Robust Modeling
An actuarial-type model dominates statistical models for operational risk under the advanced measurement approach.264The Basel II Capital Accord requires that a quantitative model for operational risk must have the capacity to accommodate peculiarities of the loss distribution: high kurtosis, severe right-skewness, and excessive heavy-tailedness. Model selection is complicated by scarcity of the available data along with the presence of tail events, the so-called low frequency/high severity losses, that contribute to the heaviness of the upper tail of the loss distribution. Some critics of the Basel II framework argue that the standards required for the calculation of regulatory capital are such that the amount of the capital charge might even exceed the economic capital,265leaving decreased availability of funds required for financial needs and investments.266This may be well due to misspecification in the model. In this chapter, we propose an approach that can provide a solution to this dilemma.

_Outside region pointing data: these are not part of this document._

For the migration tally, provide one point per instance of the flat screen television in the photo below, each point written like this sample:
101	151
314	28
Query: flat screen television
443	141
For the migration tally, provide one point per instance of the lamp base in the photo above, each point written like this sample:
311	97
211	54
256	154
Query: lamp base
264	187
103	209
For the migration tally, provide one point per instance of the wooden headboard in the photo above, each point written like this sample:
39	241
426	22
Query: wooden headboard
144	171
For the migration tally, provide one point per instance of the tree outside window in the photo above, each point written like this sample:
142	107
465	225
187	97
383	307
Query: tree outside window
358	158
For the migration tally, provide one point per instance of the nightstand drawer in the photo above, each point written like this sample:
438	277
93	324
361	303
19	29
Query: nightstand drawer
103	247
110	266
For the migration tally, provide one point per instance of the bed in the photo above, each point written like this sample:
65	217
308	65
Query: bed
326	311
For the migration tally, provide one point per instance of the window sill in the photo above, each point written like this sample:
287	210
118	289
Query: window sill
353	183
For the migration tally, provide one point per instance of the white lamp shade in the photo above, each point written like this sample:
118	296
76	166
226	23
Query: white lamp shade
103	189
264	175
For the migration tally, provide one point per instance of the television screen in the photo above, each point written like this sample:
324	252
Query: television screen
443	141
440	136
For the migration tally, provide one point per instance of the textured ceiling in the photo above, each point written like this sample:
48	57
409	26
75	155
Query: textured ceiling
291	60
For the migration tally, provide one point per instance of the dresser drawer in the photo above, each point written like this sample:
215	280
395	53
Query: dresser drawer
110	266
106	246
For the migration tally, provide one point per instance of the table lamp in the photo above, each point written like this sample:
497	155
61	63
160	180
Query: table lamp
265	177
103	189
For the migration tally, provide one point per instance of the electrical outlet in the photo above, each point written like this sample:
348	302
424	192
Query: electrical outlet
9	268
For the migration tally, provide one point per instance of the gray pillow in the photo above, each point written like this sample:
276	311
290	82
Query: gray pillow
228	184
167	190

In 2001, the Basel Committee made the following recommendation:
Data will need to be collected and robust estimation techniques (for event impact, frequency, and aggregate operational loss) will need to be developed. (BIS, 2001, Annex 6, p. 26)
The notion of robustness can be given different interpretations. One interpretation would be the distributional robustness—robustness of the assumed model to minor departures from the model assumptions. Outlier-resistant ...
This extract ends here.